Not only is the aim of the system to get "foreign" patients back to their home districts as quickly as possible, but there are also the countless hours wasted in costing the care provided to these cross-town "foreigners" and trying to rip each other off.
The Auckland DHB also provides many specialties its two neighbours do not, meaning a steady stream of seriously ill patients from the outer districts have to be referred to Auckland DHB facilities and the bill sent back to their home DHB. When I last wrote about this a couple of years back, half of Auckland DHB's total operating revenue came from its two neighbours.
On a national basis, 40 per cent of the "inter-district flows" were then between the three Auckland boards.
The Auckland district health board raised the issue in its submission to the Royal Commission on Auckland Governance in the run-up to the creation of the Super City. It noted how the DHB boundaries were related to the old local government boundaries, and argued that the "natural flow or movement of communities to access publicly funded healthcare ... is not aligned with the geographical boundaries of territorial authorities". Otahuhu was held up as "the most obvious example", being locked into the Auckland DHB area as part of the old Auckland City "but whose natural alignment for acute and other hospital services is with Middlemore Hospital, part of Counties-Manukau DHB".

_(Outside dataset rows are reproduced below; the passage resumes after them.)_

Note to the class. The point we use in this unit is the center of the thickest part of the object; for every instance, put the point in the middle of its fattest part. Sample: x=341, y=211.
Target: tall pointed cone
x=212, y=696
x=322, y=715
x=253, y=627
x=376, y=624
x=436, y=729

Advising incoming Health Minister Mr Ryall in November 2008, the Crown Health Finance Agency suggested "a formal reduction of DHB sovereignty in favour of regional bodies and/or central agencies" as a way of saving costs and improving service provision. But the new Government, like its Labour predecessor, backed off preferring to make gains through greater co-operation.
Labour tried to bring the boards closer together by appointing Ross Keenan as deputy chairman of all three boards. Just over a year ago, National appointed the existing Waitemata chairman, Dr Lester Levy, to take on the same role at the Auckland DHB.
At the time, Mr Ryall noted that "Waitemata pays Auckland DHB a quarter of its budget each year for services ... each board needs the other to be successful".
In other words, the three Auckland DHBs are in a de facto menage a trois with Government blessing already. So why not make it legal and reduce the costs and added complications of having to maintain three complete households?
This Government insisted on creating a single city to govern the region, along with one water company, one transport authority and one Auckland Plan. So why persevere with three health boards?